Monday, June 14, 2010

Real Relationships

You'll have to bear with me with this one. The truth is, I just have so many thoughts and questions flowing through my mind day after day, sometimes minute by minute, I don't even know where to begin most of the time. I've been on a standstill with this blog 'cause I don't know how to get out what I want to say nor even have  known really what I want to say. But maybe as I type, the clouds will clear a bit and I'll finally be able to come to some sort of direction.

I know I have felt very discontent with so many things lately and really, truthfully, I don't think it's all bad. But like many, I do struggle with the balance between discontentment from the status quo and just being still and enjoying where God has me, even if I feel he has me on a path where each step feels like more of a mountain most of the time.
Probably the number one question that comes back more than any is, "What is real anymore?" We have the obvious answer that Christ is real. And I'll get back to that. But really when it comes to my relationships with people and how people relate to me, how in the world do I be real without being too real with those that don't want to hear the good, bad, and ugly of Bethany's life? And how do I lay myself aside for the sake of others so that they know they can be real with me and find me to be a safe place to come for comfort, truth, and unconditional love when they need it most. I know I fail at this too often. And it frustrates the crud out of me. Sometimes it's just easier to be away from people altogether. Yet I know that is NOT the answer. I love people too much. Probably way too much. Which is why this is so hard for me.

But seriously, I have been thrust into this realization over the past few years...that just being superficial and sweet with everyone is just not bringing out what my heart's desire nor will it bear that fruit of what Christ's life was about. Keeping things at surface level will not get anyone anywhere. It may have to start that way to build trust or whatever, but it can't stay that way to actually have true, authentic relationships. And it has to go both ways. Both parties have to be willing to go thru some uncomforable things and sometimes the fire to find true authenticity in their friendships. It hurts but has to happen. I've experienced it thru my marriage and one other friendship and am now on the other side where the beauty is shining from it all...all because of what we went through.
Christ is all about this stuff...to go thru the fire with you, to let you stumble and fall but will be right there to pick you back up when you're ready to trust again...and ultimately He is about transforming lives and having an eternal relationship with them now matter how hard it gets for Him or for us.

So my question is...how in the world do we follow that example that He did? Well, unfortunately we WILL have our heart stepped on. Recent happenings have had me facing that to a degree and it hurt bad! But look at Jesus' life. Talk about facing the ultimate rejection. And to become more like him, we must face that too. It's just reality.
(wow, I think I just answered a question of my own? :) )

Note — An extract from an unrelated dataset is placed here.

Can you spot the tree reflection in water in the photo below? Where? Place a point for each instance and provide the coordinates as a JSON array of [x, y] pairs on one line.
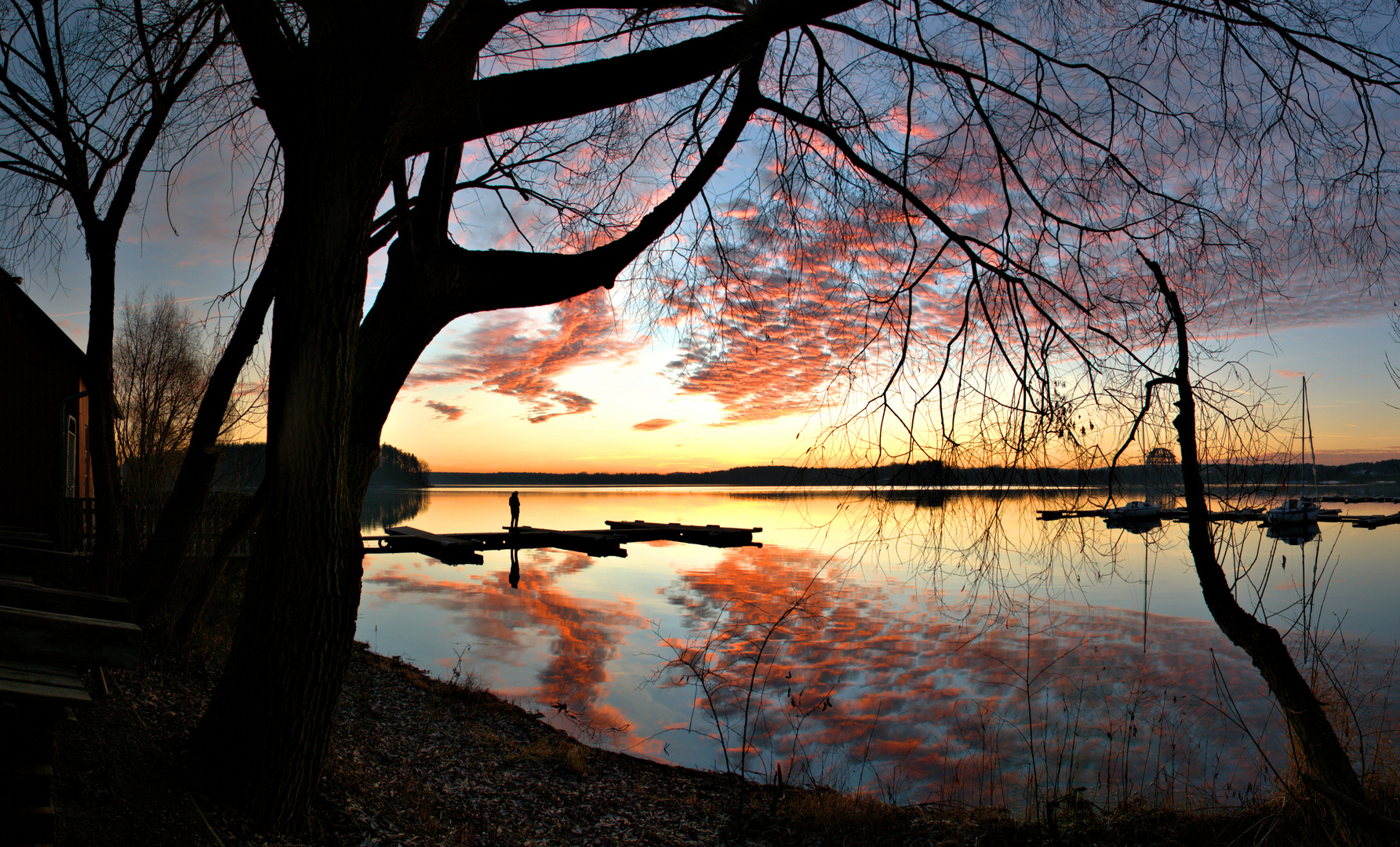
[[390, 507], [950, 654]]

To add to that here's some specific things that I've run into as I've been pursuing more of authentic approach with people:
  • Not everyone is gonna be honest with you.
  • Not everyone wants what you have to give.
  • Not everyone is yet capable of receiving Christ's unconditional love.
  • Not everyone wants to know every last detail of your life or even to get to know you better even if you want to with them.
  • Not everyone is willing to take risks and step away from status quo to be transformed into something better that God has for them.
  • And last but not least (this one has been the hardest for me personally), not many trust your heart toward them.
This is called living in a fallen world with broken people. Hurt people hurt people. That's just all there is to it. And I know I've hurt people as much as anyone else over the years and probably sometimes I didn't even know it. But God made us for relationships. Many of just don't know how to do it right because we lost our truster along the way. And that can wreak havoc on any relationship, especially with God. Jesus was in contact daily with these people that I described. He knew what to expect of them because they were human, yet also loved them all the way to the Cross...and still does for eternity.

So as I look back and reflect on Christ's example, all I know to do is keep my eyes on Him, the One who wants the ultimate real relationship with all of us...and knows how to make that happen. He wants our whole heart. And that's a huge and hard thing for us to give away to him or others that we cross paths with. But that's when relationship really gets REAL! It can get ugly at times but I have to believe it's worth it. We see through the masks, the walls of our hearts and others' hearts, and can become authentic in our relationships...and experience something you can't put a price on. That's what my heart desires...and that's what God's heart desires with us. So if you haven't already, are you willing to get REAL?